Next.js middleware enables efficient request handling, authentication, redirects, and caching at the edge, improving performance, security, and user experience.
Table of content:
1. What is Middleware in Next.js
Middleware allows you to run code before a request is completed. Then, based on the incoming request, you can modify the response by rewriting, redirecting, modifying the request or response headers, or responding directly.
2. Setting Up Middleware in Next.js for Authentication to explain the flow of middleware.
Step 1: Use the file middleware.ts (or .js) in the root of your project to define Middleware. For example, at the same level as pages or app, or inside src if applicable.
Example: For app router having src folder, you can place middleware folder as follows
Step 2: Writing basic code in middleware
import { NextResponse } from "next/server"
import type { NextRequest } from "next/server"

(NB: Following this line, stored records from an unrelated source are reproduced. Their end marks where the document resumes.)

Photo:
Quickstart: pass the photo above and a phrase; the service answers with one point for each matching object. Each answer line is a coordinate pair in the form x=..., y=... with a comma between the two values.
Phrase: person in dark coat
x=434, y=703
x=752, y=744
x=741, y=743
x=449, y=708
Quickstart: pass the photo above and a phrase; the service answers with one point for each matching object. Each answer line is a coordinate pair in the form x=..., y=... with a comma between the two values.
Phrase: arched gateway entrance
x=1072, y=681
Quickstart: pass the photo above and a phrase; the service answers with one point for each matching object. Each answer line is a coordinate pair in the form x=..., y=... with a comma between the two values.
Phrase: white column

// This function can be marked "async" if using "await" inside
export function middleware(request: NextRequest) {
return NextResponse.redirect(new URL('/home', request.url))
}
// "Matching Paths" (Description below)
export const config = {
matcher: '/about/:path*',
}Middleware will be invoked for every route in your project. Given this, it's crucial to use matchers to precisely target or exclude specific routes. This means you can define routes of web pages inside:
export const config = {
matcher: [“/dashboard”, “/auth/login”, “/auth/signup”],
}
// The above code means that the middleware will execute only when the pathname is “/dashboard”, “/auth/login” or “/auth/signup”.

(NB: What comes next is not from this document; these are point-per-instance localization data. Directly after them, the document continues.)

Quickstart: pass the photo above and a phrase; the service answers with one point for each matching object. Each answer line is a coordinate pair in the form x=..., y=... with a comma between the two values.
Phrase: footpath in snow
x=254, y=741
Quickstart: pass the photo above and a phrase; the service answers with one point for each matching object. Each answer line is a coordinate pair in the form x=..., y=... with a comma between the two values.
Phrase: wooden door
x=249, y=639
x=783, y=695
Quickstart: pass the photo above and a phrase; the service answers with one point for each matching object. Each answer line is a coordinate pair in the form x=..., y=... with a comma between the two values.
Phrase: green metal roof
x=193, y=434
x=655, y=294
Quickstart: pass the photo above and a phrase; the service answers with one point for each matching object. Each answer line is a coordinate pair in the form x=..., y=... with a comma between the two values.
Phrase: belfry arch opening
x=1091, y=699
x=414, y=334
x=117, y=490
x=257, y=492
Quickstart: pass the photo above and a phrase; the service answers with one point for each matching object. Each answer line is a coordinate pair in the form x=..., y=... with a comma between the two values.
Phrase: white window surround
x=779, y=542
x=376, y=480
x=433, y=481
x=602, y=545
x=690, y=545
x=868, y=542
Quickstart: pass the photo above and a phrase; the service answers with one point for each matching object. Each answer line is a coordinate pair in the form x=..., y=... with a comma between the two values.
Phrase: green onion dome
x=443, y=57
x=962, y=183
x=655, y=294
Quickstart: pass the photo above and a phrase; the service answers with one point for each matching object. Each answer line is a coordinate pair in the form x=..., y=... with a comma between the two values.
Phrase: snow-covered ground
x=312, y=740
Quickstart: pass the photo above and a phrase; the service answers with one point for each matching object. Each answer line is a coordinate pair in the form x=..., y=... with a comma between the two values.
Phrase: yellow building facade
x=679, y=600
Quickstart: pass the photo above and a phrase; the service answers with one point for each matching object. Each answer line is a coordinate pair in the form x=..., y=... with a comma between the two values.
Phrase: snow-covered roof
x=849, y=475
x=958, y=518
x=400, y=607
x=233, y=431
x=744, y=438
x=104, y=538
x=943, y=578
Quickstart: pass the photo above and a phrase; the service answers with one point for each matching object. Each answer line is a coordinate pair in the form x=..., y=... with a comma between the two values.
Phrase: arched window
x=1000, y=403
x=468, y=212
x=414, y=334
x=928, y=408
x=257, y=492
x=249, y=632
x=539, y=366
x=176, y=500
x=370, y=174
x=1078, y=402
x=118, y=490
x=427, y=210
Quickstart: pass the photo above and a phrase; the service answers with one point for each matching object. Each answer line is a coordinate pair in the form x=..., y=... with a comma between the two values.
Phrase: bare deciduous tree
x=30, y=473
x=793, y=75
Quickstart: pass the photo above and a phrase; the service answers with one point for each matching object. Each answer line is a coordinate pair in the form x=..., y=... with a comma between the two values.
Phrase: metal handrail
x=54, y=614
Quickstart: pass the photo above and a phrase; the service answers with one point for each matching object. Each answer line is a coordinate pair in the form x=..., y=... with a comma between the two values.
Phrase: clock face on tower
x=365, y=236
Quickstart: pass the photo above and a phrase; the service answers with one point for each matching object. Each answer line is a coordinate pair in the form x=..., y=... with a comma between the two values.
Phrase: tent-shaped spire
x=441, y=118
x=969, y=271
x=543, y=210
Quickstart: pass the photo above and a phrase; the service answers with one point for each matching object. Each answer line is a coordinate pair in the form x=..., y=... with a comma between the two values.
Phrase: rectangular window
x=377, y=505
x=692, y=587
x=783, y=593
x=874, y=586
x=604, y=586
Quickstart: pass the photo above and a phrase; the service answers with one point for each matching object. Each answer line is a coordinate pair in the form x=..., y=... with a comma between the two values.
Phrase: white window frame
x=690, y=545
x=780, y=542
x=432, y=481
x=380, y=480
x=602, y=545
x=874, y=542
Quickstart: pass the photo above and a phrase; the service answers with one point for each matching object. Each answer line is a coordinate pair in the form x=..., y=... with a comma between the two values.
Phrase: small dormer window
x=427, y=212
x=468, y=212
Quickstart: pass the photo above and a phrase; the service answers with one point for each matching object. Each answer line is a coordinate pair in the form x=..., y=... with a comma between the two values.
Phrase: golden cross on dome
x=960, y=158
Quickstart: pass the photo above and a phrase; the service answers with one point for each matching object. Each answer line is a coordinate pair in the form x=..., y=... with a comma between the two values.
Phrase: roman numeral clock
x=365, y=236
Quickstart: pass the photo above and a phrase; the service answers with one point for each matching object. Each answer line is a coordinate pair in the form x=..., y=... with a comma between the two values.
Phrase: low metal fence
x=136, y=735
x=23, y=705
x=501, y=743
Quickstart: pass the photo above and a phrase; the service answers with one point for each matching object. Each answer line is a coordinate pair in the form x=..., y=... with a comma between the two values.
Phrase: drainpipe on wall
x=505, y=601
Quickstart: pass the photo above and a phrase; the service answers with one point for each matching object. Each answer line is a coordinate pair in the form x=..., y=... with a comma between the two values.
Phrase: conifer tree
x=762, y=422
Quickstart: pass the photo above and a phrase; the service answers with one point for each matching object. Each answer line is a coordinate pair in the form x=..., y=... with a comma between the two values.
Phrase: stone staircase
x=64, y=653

Step 3: Setting Up Middleware in Next.js for Authentication and Explaining Its Flow Just paste the below code and read comments for understanding
import { NextResponse } from 'next/server';
import type { NextRequest } from 'next/server';
// protectedRoutes are the routes that you want to protect from
// user who is not authenticated
const protectedRoutes = ['/students', 'clients'];
// Reverse of protected routes
const publicRoutes = ['/signin', '/signup'];
export async function middleware(request: NextRequest) {
// This will provide you the pathname of the browser route
const path = request.nextUrl.pathname;
// Returns true if the route is protected
const isProtectedRoute = protectedRoutes.some(route => path.includes(route));
// Returns true if the route is protected
const isPublicRoute = publicRoutes.some(route => path.includes(route));
// This will fetch token from the cookie
const token = request.cookies.get('token');
// If user donot have token inside cookie(User is not logged in or unauthenticated and
// the pathname is protected route than redirect user to “/auth/signin”)
if (!token && isProtectedRoute) {
return NextResponse.redirect(new URL('/auth/signin', request.url));
}
// If user is authenticated, route is public and is not equal to “/”, than redirect to “/”, this will help to hide public routes(“/auth/signin” , “/auth/signup”, etc.) to authenticated user.
if (token && isPublicRoute && path !== '/') {
return NextResponse.redirect(new URL('/', request.url));
}
// Default return:
return NextResponse.next();
}
// Because of the matcher written below the middleware will run for every file except API routes, Next.js static assets(/_next/static), Image optimization routes(/_next/image), pngs, and similar asserts.
export const config = {
matcher: ['/((?!api|_next/static|_next/image|.*\\.png$).*)'],
};
// You can also specify each path as shown above.